In layman's eyes, holdem and omaha are a little too close for comfort to roulette or baccarat, every family has a story about that one uncle who lost all of his life savings in a casino, and poker is heavily regulated or even outlawed in many countries. Because of that, it's very refreshing to see a reputable site like Independent.co.uk publishing an article by a writer Dave Maclean, putting a positive spin on our favorite game.
Instead of using an example of astrophysics graduate Liv Boeree to portray poker as brain drain issue, or dismissing it as an amusing distraction for rich people and retired athletes like Fatima Moreira de Melo, mister Maclean used the insight gained from interviewing aforementioned women - along with another talented poker player and writer Maria Konnikova - to illustrate the potentially life-changing effects playing poker can have on one's life.
Always Tell Me the Odds!
Playing poker is all about the ability to evaluate the expected value of our decisions, which is really a tall order given the tiny edges games like holdem and omaha offer to the players. To showcase how this ability can transcend the world of poker, Dave Maclean used a somewhat rudimentary example of a heads or tails game where we're offered to win 500$ but we only risk 100$ on a flip. We can take this analogy a step further.
Human beings are notoriously awful at dealing with probability and like with everything else that we lack skills in, it's simply an issue or insufficient training. That's why poker player's mindset can be so life changing. Once you get into a habit of calculating the expected value of your every decision at the table, it's hard to revert to an arbitrary mode of thinking most of the bread-eaters use in their day to day affairs.
Instead of picking a bank because the marketing team lured you with a cool commercial, you just calculate which one has the best rates. Same goes for picking a phone, an apartment, an investment portfolio or making decisions in the more esoteric categories like health, nutrition or relationships.

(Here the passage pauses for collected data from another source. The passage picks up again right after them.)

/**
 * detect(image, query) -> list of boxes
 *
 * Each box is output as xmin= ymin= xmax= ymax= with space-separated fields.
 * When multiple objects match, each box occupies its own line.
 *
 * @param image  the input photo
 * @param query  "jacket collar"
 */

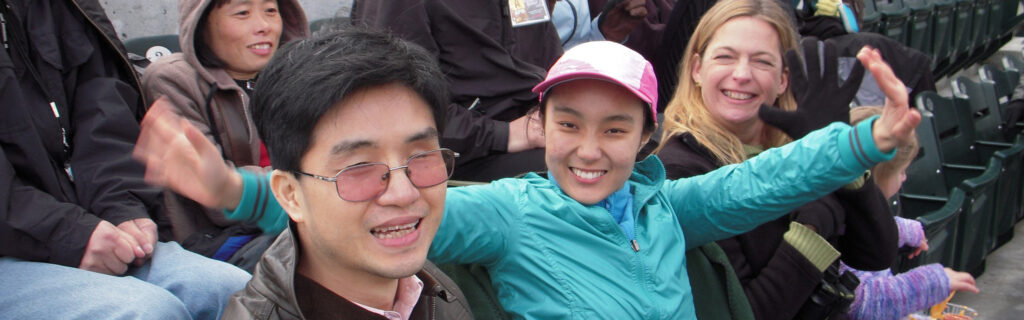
xmin=248 ymin=221 xmax=466 ymax=319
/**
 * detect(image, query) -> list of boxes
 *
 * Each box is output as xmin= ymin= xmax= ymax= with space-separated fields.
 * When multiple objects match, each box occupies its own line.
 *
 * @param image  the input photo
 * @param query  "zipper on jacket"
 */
xmin=630 ymin=239 xmax=639 ymax=252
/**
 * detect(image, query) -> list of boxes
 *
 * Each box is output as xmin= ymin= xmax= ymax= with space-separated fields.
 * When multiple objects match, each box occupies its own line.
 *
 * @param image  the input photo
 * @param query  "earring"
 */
xmin=695 ymin=81 xmax=701 ymax=88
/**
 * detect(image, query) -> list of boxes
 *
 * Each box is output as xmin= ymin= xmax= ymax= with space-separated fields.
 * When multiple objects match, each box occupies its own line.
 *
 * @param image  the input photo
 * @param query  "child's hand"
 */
xmin=908 ymin=238 xmax=929 ymax=259
xmin=857 ymin=46 xmax=921 ymax=153
xmin=944 ymin=268 xmax=980 ymax=293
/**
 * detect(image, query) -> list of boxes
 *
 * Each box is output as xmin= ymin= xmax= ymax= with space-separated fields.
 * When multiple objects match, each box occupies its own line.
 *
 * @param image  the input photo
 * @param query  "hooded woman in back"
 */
xmin=141 ymin=0 xmax=308 ymax=271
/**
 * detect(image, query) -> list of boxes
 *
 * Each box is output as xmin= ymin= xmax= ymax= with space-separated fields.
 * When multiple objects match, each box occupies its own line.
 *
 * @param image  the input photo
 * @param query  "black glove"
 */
xmin=759 ymin=37 xmax=865 ymax=139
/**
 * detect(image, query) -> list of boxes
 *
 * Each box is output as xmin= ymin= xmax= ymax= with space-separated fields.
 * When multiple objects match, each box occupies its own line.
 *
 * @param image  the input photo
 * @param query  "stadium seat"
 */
xmin=939 ymin=0 xmax=974 ymax=75
xmin=906 ymin=95 xmax=1002 ymax=274
xmin=861 ymin=0 xmax=885 ymax=33
xmin=124 ymin=34 xmax=181 ymax=63
xmin=927 ymin=0 xmax=956 ymax=72
xmin=878 ymin=0 xmax=913 ymax=45
xmin=924 ymin=91 xmax=1024 ymax=251
xmin=905 ymin=0 xmax=935 ymax=58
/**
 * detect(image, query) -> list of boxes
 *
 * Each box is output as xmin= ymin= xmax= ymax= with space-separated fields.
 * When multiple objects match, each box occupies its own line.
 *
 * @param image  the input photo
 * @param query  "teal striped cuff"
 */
xmin=838 ymin=115 xmax=896 ymax=172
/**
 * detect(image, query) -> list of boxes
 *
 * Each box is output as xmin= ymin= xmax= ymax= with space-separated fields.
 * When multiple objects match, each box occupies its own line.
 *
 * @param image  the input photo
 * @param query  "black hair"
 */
xmin=194 ymin=0 xmax=233 ymax=68
xmin=251 ymin=28 xmax=449 ymax=173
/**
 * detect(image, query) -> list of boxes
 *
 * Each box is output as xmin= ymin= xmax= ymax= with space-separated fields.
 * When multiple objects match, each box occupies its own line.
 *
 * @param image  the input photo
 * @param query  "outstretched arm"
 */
xmin=670 ymin=46 xmax=920 ymax=248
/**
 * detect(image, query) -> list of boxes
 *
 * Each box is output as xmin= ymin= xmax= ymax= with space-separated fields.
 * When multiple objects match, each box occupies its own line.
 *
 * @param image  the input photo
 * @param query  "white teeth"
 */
xmin=572 ymin=168 xmax=605 ymax=180
xmin=249 ymin=44 xmax=270 ymax=49
xmin=723 ymin=90 xmax=753 ymax=100
xmin=371 ymin=220 xmax=419 ymax=239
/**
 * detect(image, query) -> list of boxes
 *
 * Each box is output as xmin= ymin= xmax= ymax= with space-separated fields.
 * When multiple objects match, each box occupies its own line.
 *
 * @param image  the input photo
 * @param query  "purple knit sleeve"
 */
xmin=846 ymin=263 xmax=950 ymax=320
xmin=894 ymin=216 xmax=925 ymax=248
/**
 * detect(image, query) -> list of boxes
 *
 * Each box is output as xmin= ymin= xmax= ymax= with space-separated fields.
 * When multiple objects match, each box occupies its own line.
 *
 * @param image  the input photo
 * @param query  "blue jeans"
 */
xmin=0 ymin=242 xmax=250 ymax=319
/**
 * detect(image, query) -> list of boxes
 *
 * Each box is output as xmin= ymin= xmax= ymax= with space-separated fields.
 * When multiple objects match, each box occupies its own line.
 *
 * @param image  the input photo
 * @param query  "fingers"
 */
xmin=800 ymin=37 xmax=822 ymax=82
xmin=785 ymin=45 xmax=808 ymax=91
xmin=79 ymin=221 xmax=135 ymax=275
xmin=757 ymin=103 xmax=797 ymax=137
xmin=118 ymin=219 xmax=157 ymax=265
xmin=945 ymin=268 xmax=980 ymax=293
xmin=858 ymin=46 xmax=907 ymax=108
xmin=115 ymin=221 xmax=145 ymax=262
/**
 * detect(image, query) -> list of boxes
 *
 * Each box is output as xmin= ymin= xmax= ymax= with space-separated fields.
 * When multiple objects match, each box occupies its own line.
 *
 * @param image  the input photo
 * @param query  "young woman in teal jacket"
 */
xmin=135 ymin=22 xmax=921 ymax=320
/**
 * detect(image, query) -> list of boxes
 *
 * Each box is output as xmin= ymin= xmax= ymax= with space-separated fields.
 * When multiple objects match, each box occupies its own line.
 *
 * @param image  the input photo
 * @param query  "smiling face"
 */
xmin=279 ymin=83 xmax=445 ymax=283
xmin=544 ymin=80 xmax=651 ymax=205
xmin=203 ymin=0 xmax=282 ymax=80
xmin=691 ymin=16 xmax=788 ymax=134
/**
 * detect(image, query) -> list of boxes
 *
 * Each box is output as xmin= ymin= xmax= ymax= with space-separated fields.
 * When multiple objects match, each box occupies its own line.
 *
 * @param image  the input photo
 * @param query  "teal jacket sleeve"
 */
xmin=428 ymin=181 xmax=520 ymax=265
xmin=667 ymin=118 xmax=894 ymax=250
xmin=222 ymin=169 xmax=287 ymax=234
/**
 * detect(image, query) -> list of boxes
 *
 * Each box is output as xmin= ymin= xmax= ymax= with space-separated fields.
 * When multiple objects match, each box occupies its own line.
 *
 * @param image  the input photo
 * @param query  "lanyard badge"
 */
xmin=509 ymin=0 xmax=551 ymax=27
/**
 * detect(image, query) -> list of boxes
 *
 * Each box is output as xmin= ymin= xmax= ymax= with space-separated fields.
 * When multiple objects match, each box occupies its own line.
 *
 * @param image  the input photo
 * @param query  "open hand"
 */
xmin=134 ymin=97 xmax=243 ymax=209
xmin=857 ymin=46 xmax=921 ymax=152
xmin=944 ymin=268 xmax=980 ymax=293
xmin=759 ymin=37 xmax=865 ymax=139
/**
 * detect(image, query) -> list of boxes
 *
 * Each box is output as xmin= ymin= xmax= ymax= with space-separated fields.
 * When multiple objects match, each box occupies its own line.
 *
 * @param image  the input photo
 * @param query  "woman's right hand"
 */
xmin=134 ymin=97 xmax=244 ymax=210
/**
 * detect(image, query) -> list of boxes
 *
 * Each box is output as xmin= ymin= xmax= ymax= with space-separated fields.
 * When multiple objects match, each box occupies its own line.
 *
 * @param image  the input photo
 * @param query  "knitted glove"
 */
xmin=759 ymin=37 xmax=865 ymax=139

Poker can be a useful tool for improving one's mindset. While it won't automatically turn you into a zen-master (just look at Phil Hellmuth), being mindful of the expected value can bring an otherwise risk-averse or a risk-seeking person to a much more desirable place of risk neutrality. Once you get serious about poker the idea of buying a lottery ticket with any regularity becomes very silly. By extension, it becomes easier to see smoking, drinking or abusive relationships and other unhealthy life choices for what they really are.
On top of that, poker can make us as close to being immune to rejection as humanly possible, and teach us that sometimes it pays to put ourselves in the spot where losing is very common if the price is good enough. Calling a half pot bet on the river is a great idea, even if we have to endure the feeling of losing the pot way more than half the time. This experience can become invaluable when you’re job hunting or trying to publish a book. Poker players know that failure is just a necessary part of every EV equation.
This isn't to say that poker is a guaranteed remedy for every issue. The ability to estimate the expected value won't have a huge carryover to the other walks of life for everybody. There are plenty of successful poker players with unhealthy lifestyles, some of them even indulge in -EV games of chance which flies in the face of everything we said so far.
However, this is all a matter of degrees and even if poker is not the panacea, it can definitely help many people get on a right track, often more so than other pursuits that general public would deem more desirable or worthy than playing cards for money. Poker has a real, profound impact on the minds of the players and that aspect of the game is too often criminally overlooked.